Le doute, morne oiseau, nous frappe de son aile ...
Et l'horizon s'enfuit d'une fuite éternelle ! ...
Arthur Rimbaud (1854-1891) ; Credo in unam ..., 29 avril 1870
[Notes prises par Rimbaud pendant son retour de Harar à la côte
Mardi 7-vendredi 17 avril 1891]
(1) mardi 7 avril
Départ du Harar à 6 h du matin - Arrivée à Degadallal à 9 ½ du matin - marecage à Egou - Haut Egou 12 h - Egou à Ballaoua Fort 3 h - Descente d'Egou à Ballaoua très pénible pour les porteurs qui s'écrasent à chaque caillou, et pour moi qui manque de chavirer à chaque minute.

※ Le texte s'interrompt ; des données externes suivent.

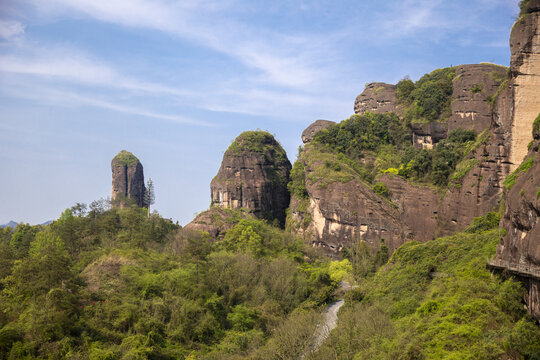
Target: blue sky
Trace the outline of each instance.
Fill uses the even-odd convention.
[[[210,203],[223,152],[273,133],[289,159],[372,81],[509,64],[518,0],[0,2],[0,224],[110,195],[122,149],[164,217]]]

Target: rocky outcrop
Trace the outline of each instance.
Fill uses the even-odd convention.
[[[210,184],[212,203],[245,208],[257,218],[285,223],[291,163],[274,137],[264,131],[240,134],[223,155]]]
[[[308,197],[293,197],[289,218],[289,224],[306,243],[322,247],[328,255],[337,258],[344,247],[360,240],[366,241],[375,252],[381,239],[390,251],[412,239],[412,232],[401,223],[396,206],[371,191],[353,172],[335,181],[328,180],[334,174],[312,176],[311,173],[325,167],[314,146],[317,144],[306,144],[298,159],[306,169]]]
[[[144,206],[144,174],[139,159],[126,150],[120,151],[111,161],[112,193],[114,206],[129,204]]]
[[[420,149],[433,149],[439,141],[446,139],[446,125],[432,122],[429,124],[411,124],[413,145]]]
[[[316,133],[328,128],[332,124],[335,124],[335,122],[330,121],[330,120],[315,121],[302,132],[302,142],[304,144],[307,142],[310,142],[311,140],[313,140],[313,137],[315,136]]]
[[[398,106],[396,86],[382,82],[366,85],[364,91],[356,97],[354,113],[361,115],[366,111],[401,114],[402,109]]]
[[[510,35],[513,121],[510,162],[515,169],[527,154],[532,120],[540,112],[540,0],[530,0]]]
[[[526,161],[506,181],[501,241],[495,265],[518,277],[529,312],[540,321],[540,136]]]
[[[455,67],[448,132],[461,128],[481,133],[490,127],[492,111],[489,100],[506,79],[506,72],[504,66],[495,64]]]
[[[207,232],[212,239],[219,240],[223,238],[227,230],[238,224],[240,220],[250,218],[253,218],[253,216],[246,210],[212,206],[197,215],[195,219],[184,226],[184,229]]]

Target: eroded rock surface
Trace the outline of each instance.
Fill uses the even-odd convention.
[[[330,121],[330,120],[315,121],[302,132],[302,142],[304,144],[307,142],[310,142],[311,140],[313,140],[313,137],[315,136],[316,133],[328,128],[332,124],[335,124],[335,122]]]
[[[197,215],[184,229],[207,232],[212,239],[222,239],[225,232],[240,220],[252,217],[247,211],[213,206]]]
[[[523,161],[531,141],[532,120],[540,113],[540,0],[530,0],[510,35],[513,122],[512,170]]]
[[[291,163],[274,137],[264,131],[240,134],[223,155],[210,184],[212,203],[245,208],[257,218],[285,223]]]
[[[496,260],[524,283],[529,312],[540,321],[540,139],[531,146],[515,184],[505,193]],[[525,166],[526,168],[527,166]],[[536,274],[536,277],[534,276]]]
[[[470,129],[481,133],[491,125],[488,100],[506,79],[507,69],[494,64],[459,65],[452,82],[452,116],[448,132]]]
[[[354,102],[355,114],[361,115],[366,111],[401,114],[402,109],[398,106],[396,86],[382,82],[368,84]]]
[[[144,206],[144,173],[139,159],[126,150],[111,161],[113,205],[124,207],[131,203]]]

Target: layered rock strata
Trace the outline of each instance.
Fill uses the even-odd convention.
[[[448,132],[469,129],[481,133],[491,125],[490,102],[506,79],[507,68],[494,64],[459,65],[452,82],[452,116]]]
[[[120,151],[111,161],[112,192],[114,206],[124,207],[144,204],[144,173],[139,159],[126,150]]]
[[[401,114],[402,109],[398,106],[396,86],[382,82],[366,85],[364,91],[356,97],[354,113],[363,114],[366,111]]]
[[[539,147],[540,134],[537,134],[526,160],[506,181],[510,189],[504,196],[501,241],[491,264],[523,282],[529,312],[540,321]]]
[[[510,162],[515,169],[527,154],[532,120],[540,113],[540,0],[530,0],[510,35],[513,121]]]
[[[257,218],[285,223],[291,163],[285,150],[264,131],[240,134],[223,155],[210,184],[214,206],[245,208]]]

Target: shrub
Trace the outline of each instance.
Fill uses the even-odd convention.
[[[390,192],[390,189],[388,189],[388,186],[386,186],[386,184],[382,182],[378,182],[373,185],[373,192],[385,198],[390,198],[390,196],[392,196],[392,193]]]

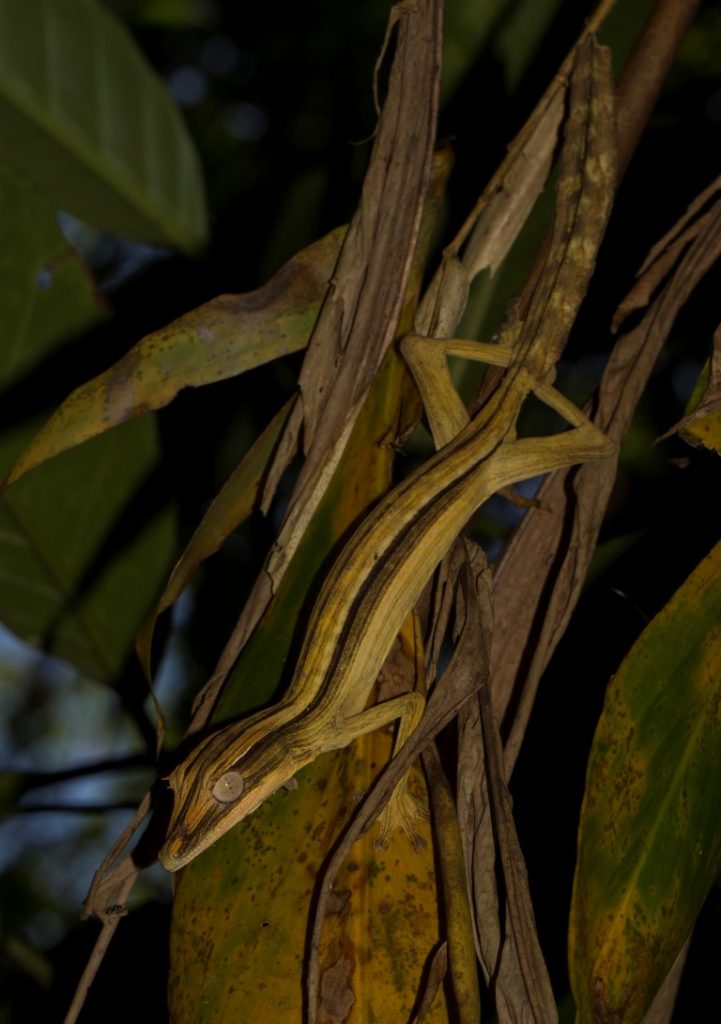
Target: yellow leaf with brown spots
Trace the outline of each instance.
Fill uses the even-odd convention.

La civière est déjà moitié disloquée, et les gens complètement rendus - J'essaie de monter à mulet la jambe malade attachée au cou - je suis obligé de descendre au bout de quelq[ues] minutes et de me remettre en civière qui était déjà restée un kilomètre en arrière. Nuit passée sous la tente à Balilo.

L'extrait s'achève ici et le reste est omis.